Even back in 1904 when William Archer and Harley Granville Barker were setting out their proposal for a National Theatre in A National Theatre: Scheme and Estimates they argued: “It must not ever have the air of appealing to a specially literate and cultured class. It must be visibly and unmistakeably a popular institution, making a large appeal to the whole community.”
It might be argued that the National Theatre, perched on the South Bank and occasionally taking popular shows to the regions, hasn’t always done that as well as it could. As Rufus Norris observed on Radio 4 in the wake of the Brexit vote: “Art always responds to the time, and this has been a huge wake-up call for all of us to realise that half the country feels they have no voice. If we are going to be a national organisation we must speak to and for the nation,” he said suggesting that theatre had to learn to listen and the art would follow from that. Whatever its merits, My Country: a Work in Progress, the verbatim piece made with voices from outside London and touring to venues beyond London, reflects that new sense of mission to listen.
By their very nature, and because they are theatres without walls, NTS and NTW, have always had to have wide open ears. There is something humbling for artists to realise that wherever they are making work they are mere guests in that community and must behave accordingly. One of the great achievements of NTW has been its ability to embed within communities in projects such as The Passion in Port Talbot, The Gathering in Snowdonia or the recent Lifted by Beauty: Adventures in Dreaming in the seaside town of Rhyl.
The Spanish painter Joan Miro once observed that to be truly universal you have first to be local. But for any national theatre that is a conundrum: how can you possibly reflect the multitudes of perspectives and identities and senses of self that co-exist in any country and which are influenced by landscape, industry, economics, personal experience and history?

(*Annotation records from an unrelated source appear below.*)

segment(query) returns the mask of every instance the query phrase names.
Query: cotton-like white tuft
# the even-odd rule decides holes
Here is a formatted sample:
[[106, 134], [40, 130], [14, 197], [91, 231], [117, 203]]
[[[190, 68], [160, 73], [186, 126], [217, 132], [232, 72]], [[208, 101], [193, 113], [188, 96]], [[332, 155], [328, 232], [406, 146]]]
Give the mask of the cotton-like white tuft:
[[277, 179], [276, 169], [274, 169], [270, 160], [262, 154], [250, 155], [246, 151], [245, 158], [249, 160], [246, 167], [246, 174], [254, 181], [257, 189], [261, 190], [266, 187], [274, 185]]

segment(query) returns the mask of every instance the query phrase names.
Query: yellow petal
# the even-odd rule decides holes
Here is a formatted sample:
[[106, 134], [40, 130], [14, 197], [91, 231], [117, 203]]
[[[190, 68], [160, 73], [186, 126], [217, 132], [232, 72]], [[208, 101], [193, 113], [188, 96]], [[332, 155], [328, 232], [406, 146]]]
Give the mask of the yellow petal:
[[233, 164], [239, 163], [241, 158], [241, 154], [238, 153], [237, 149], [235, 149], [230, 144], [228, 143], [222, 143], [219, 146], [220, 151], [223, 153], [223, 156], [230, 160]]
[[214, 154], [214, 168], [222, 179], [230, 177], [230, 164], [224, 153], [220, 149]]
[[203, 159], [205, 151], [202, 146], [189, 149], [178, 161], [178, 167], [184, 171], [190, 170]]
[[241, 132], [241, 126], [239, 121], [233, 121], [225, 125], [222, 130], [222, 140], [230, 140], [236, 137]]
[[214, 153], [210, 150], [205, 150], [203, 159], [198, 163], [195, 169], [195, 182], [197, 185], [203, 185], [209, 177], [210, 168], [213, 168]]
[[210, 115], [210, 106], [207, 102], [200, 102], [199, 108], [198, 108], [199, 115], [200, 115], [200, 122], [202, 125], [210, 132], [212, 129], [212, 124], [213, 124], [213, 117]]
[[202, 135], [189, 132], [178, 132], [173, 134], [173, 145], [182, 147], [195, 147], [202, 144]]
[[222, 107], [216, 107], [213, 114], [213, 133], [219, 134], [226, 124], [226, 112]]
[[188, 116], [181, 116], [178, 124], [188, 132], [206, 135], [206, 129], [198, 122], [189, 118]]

In earlier era, when theatre almost always meant a well-made play and when national was seen as a unifying and homogeneous concept that reflected a shared view of the world, one often handed down via the history books, state, church and the institutions of authority, a National Theatre knew what it was and how it should operate. It could claim to reflect national pride and a nation’s sense of itself. It was itself a symbol of authority.

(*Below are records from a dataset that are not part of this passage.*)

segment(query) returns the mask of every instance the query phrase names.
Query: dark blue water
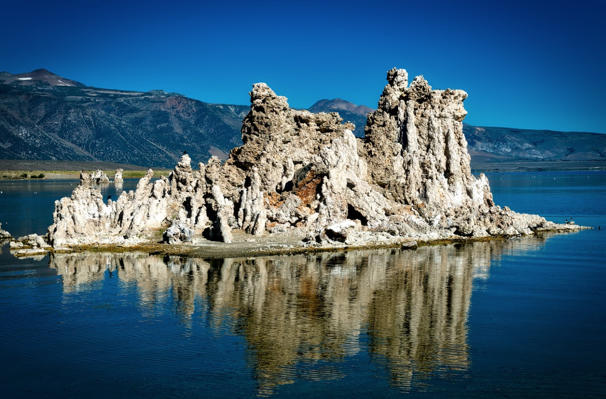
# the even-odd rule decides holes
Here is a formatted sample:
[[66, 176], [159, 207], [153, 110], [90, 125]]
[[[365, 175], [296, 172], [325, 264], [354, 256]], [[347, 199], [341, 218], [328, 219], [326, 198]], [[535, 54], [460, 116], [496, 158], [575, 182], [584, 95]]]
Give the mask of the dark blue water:
[[[606, 226], [606, 174], [488, 176], [502, 206]], [[2, 227], [44, 233], [72, 188], [0, 182]], [[4, 245], [2, 397], [606, 397], [605, 233], [225, 260]]]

But in post-Brexit world and a UK that looks increasingly divided and discordant it’s a much more tricky undertaking. Just as the term theatre now means many different things so the term national must reflect many diverse identities, widely differing needs and ideas about what it means to be both a community and a nation.
Theatre finds itself in a potentially unique position with its ability to bring people together in a shared space and be a crucible in which people can come together and where difference can be both acknowledged and celebrated. But if our National Theatres, together with communities and artists and venues across the country, are to be that crucible both bravery and visionary leadership will be required. Lucky we have Jackie, Kully and Rufus in place, ready to prove themselves the right people at the right time and willing to say to artists, audiences and communities: “I don’t know. What do you think?” And really hear the answers.